But how are you really doing?


Three employees are sitting in their manager's office. They are requesting a pay rise: they don't have enough colleagues to share their workload, and 60- or 70-hour weeks are not uncommon. Their manager understands the problem and comes up with a plan: employee 2 will receive some of the salary of employees 1 and 3.

The manager in this story is former State Secretary Martin van Rijn. Strangely enough, he shares the diagnosis made by the employees (‘we are working too hard’), but he doesn’t act on it. Despite the fact that 75 percent more diplomas are now being issued per member of the academic staff than twenty years ago, Van Rijn would rather push the chips back and forth across the academic poker table: the TUs are employee 2 and they get a pay rise, while the degrees in the humanities and social sciences (employees 1 and 3) are shortchanged. Divide and conquer; with this token gesture, Van Rijn was gambling with the careers of young academics who, without a permanent contract, have no choice but to work even harder.

Here at TU/e we too share the diagnosis ‘we are working too hard,’ but ironically enough we are equally at a loss when it comes to knowing where the answer lies. In Cursor's long-read on work pressure it was said that each department may decide for itself where it seeks the solution, with a remarkable statement made by TU/e policy advisor for Vitality and Sustainable Deployability: “[Staff can] also raise the alarm themselves […]Don't stay trapped in what is often called the 'drama triangle' in which it is always the fault of others.

Drama triangle

I stumbled over the words ‘drama triangle’. It is evidently a communication model according to which I have just spent the first three paragraphs cowering in the victim role. But in fact the drama triangle sounds more like some place far out at sea where employees who complain too much are sent: just bob about there until you’re ready to do something yourself.
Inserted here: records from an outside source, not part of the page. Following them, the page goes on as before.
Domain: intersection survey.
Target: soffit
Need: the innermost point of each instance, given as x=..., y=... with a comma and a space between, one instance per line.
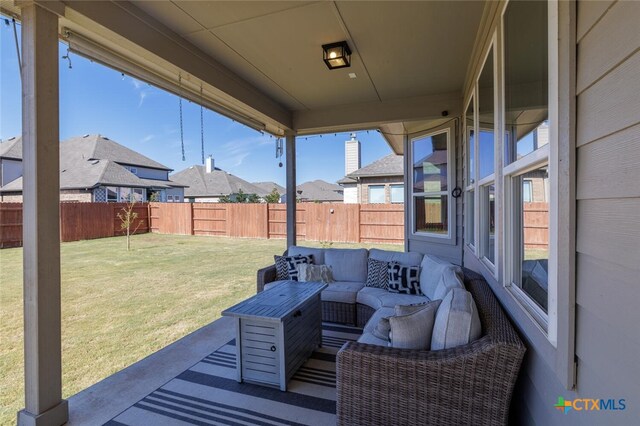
x=401, y=49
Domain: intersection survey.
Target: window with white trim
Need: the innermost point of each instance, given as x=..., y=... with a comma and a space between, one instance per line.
x=526, y=155
x=138, y=194
x=431, y=181
x=376, y=194
x=470, y=176
x=397, y=193
x=112, y=194
x=486, y=160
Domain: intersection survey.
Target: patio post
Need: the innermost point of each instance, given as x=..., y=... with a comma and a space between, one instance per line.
x=41, y=219
x=291, y=190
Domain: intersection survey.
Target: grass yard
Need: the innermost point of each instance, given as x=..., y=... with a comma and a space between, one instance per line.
x=119, y=306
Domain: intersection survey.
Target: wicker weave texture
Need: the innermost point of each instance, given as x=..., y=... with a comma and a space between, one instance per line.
x=363, y=313
x=469, y=385
x=344, y=313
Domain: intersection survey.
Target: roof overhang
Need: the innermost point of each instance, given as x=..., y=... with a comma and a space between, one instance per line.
x=252, y=69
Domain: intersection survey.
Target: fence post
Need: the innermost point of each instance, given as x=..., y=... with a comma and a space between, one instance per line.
x=193, y=225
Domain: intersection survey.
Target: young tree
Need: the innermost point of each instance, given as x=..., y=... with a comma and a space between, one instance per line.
x=241, y=197
x=273, y=197
x=253, y=198
x=127, y=220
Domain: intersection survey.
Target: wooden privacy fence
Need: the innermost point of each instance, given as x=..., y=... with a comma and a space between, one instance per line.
x=78, y=221
x=354, y=223
x=383, y=223
x=536, y=225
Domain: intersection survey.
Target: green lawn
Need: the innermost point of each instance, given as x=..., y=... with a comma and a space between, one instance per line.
x=119, y=306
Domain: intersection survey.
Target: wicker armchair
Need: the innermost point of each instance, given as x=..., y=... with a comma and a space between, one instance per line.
x=470, y=385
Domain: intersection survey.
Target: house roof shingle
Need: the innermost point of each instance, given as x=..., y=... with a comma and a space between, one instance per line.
x=268, y=187
x=11, y=148
x=390, y=165
x=215, y=184
x=319, y=190
x=90, y=161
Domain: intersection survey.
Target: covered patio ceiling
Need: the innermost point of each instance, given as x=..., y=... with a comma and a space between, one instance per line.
x=261, y=62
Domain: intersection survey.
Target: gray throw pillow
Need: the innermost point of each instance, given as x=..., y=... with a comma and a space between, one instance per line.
x=413, y=331
x=457, y=322
x=286, y=266
x=401, y=310
x=282, y=269
x=315, y=273
x=382, y=329
x=449, y=280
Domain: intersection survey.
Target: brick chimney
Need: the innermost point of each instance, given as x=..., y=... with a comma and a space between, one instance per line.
x=209, y=164
x=351, y=155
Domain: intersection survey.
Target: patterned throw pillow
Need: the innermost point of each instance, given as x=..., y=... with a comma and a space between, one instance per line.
x=377, y=273
x=293, y=262
x=282, y=269
x=404, y=279
x=315, y=273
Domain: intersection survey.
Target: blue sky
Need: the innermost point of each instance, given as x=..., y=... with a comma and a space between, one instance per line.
x=96, y=99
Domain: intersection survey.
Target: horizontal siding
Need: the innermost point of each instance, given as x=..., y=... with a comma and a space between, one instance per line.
x=611, y=159
x=617, y=305
x=615, y=38
x=609, y=229
x=608, y=206
x=595, y=343
x=611, y=104
x=589, y=12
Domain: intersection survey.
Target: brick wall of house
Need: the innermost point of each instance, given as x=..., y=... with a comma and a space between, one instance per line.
x=76, y=195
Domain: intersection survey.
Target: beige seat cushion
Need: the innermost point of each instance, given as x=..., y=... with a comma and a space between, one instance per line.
x=457, y=322
x=413, y=331
x=370, y=339
x=370, y=296
x=431, y=270
x=373, y=321
x=341, y=291
x=390, y=300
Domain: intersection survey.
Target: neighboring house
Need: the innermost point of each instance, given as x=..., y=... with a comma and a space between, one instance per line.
x=93, y=168
x=270, y=186
x=379, y=182
x=320, y=191
x=207, y=184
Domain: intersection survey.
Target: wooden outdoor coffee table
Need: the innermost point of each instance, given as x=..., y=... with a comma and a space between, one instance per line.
x=276, y=332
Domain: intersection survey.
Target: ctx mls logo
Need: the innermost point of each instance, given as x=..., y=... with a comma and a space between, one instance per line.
x=589, y=404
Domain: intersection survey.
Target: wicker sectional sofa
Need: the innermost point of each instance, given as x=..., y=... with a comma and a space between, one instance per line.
x=379, y=385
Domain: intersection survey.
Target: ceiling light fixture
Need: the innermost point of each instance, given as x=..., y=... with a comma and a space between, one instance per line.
x=337, y=55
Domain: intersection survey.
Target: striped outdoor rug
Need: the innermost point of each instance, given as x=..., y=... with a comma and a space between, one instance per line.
x=208, y=393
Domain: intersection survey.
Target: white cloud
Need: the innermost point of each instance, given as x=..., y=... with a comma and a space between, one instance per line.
x=142, y=89
x=237, y=150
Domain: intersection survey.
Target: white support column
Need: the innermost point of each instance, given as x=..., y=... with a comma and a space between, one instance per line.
x=41, y=219
x=291, y=190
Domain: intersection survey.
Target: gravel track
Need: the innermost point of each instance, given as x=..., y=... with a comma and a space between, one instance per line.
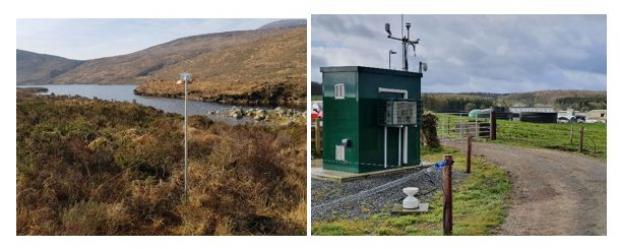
x=553, y=192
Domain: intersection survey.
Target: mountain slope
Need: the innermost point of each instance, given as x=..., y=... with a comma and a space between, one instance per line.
x=266, y=66
x=41, y=68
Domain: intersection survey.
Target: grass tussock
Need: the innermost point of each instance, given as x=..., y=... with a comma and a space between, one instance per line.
x=87, y=167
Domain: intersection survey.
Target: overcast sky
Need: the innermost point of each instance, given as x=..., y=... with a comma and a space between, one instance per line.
x=96, y=38
x=482, y=53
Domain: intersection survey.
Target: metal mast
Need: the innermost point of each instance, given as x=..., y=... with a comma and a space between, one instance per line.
x=406, y=40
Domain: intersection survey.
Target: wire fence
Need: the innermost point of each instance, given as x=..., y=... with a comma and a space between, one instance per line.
x=456, y=126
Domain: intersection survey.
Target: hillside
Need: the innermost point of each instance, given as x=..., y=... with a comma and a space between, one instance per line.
x=580, y=100
x=287, y=23
x=41, y=68
x=91, y=167
x=266, y=66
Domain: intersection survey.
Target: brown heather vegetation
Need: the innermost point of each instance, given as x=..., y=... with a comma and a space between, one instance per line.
x=110, y=168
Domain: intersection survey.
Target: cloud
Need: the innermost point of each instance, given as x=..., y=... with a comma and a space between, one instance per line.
x=494, y=53
x=96, y=38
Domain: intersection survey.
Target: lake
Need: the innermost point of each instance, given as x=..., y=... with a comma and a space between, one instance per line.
x=125, y=93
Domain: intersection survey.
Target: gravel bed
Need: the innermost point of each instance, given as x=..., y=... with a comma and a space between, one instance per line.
x=365, y=197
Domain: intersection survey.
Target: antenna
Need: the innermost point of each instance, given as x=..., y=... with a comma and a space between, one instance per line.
x=404, y=39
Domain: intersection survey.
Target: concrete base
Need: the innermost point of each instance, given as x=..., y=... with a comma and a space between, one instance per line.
x=339, y=176
x=399, y=210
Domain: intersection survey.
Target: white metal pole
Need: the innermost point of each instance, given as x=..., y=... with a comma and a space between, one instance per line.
x=185, y=139
x=400, y=142
x=385, y=146
x=406, y=146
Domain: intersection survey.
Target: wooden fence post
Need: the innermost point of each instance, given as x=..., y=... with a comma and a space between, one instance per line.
x=317, y=136
x=571, y=134
x=468, y=170
x=581, y=139
x=447, y=192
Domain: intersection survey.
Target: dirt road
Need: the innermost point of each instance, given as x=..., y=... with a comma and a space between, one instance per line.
x=554, y=192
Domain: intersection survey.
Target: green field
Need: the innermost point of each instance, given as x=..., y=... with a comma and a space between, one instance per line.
x=551, y=136
x=479, y=207
x=555, y=136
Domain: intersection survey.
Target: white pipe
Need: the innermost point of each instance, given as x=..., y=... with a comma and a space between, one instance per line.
x=385, y=147
x=400, y=141
x=405, y=147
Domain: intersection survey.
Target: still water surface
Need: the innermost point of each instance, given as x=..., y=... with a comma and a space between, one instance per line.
x=125, y=93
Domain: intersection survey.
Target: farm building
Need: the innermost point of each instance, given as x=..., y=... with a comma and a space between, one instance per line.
x=536, y=114
x=500, y=113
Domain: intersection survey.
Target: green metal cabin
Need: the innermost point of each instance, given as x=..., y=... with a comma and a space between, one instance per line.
x=372, y=118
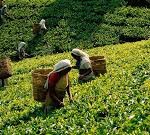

To my way of thinking it’s a dramatic model for this problem. It is almost irresponsible how great a sense of responsible is felt at TU/e. This week alone several wan-faced and flu-ridden PhD candidates have been haunting Atlas because they felt they absolutely couldn’t cancel their meetings or absolutely had to teach. Add to which, they are scientists: people who think that you can solve any problem, people who work on their own island, on their own project.

They have a blind spot for staff who are at risk of a burnout. In the months leading up to a burnout everything still seems to be going well because you are just about managing to keep all the balls in the air. Asking for help would feel like out-and-out defeat, especially at a university. Your whole life you have been assessed individually and have been among the top 1 percent: the academic stream at high school, Bachelor's, Master's, a PhD … at most you asked lecturers or your supervisor for a little help, but you've never been taught to say: 'Let someone else do that' or just 'No thanks'.

Our university reflects the academic culture in which everyone is judged by their results. Acceptance by journals, grants awarded: success stories stick, while rejections don’t count and are swallowed alone. That we should be taking better care of each other is therefore the bare minimum: at times we need to be protected from ourselves.

Think back to the manager’s office and the three employees for a moment. The problem at TU/e is that all four people in the room are scientists. We have too little diversity in the type of people who work here. To frame this in popular management terms: it’s buzzing here with ‘blue’ employees, with an abundance of analytical ability and objectivity. We could do with a couple of new faces who ask how you’re really doing after you’ve worked a 60-hour week.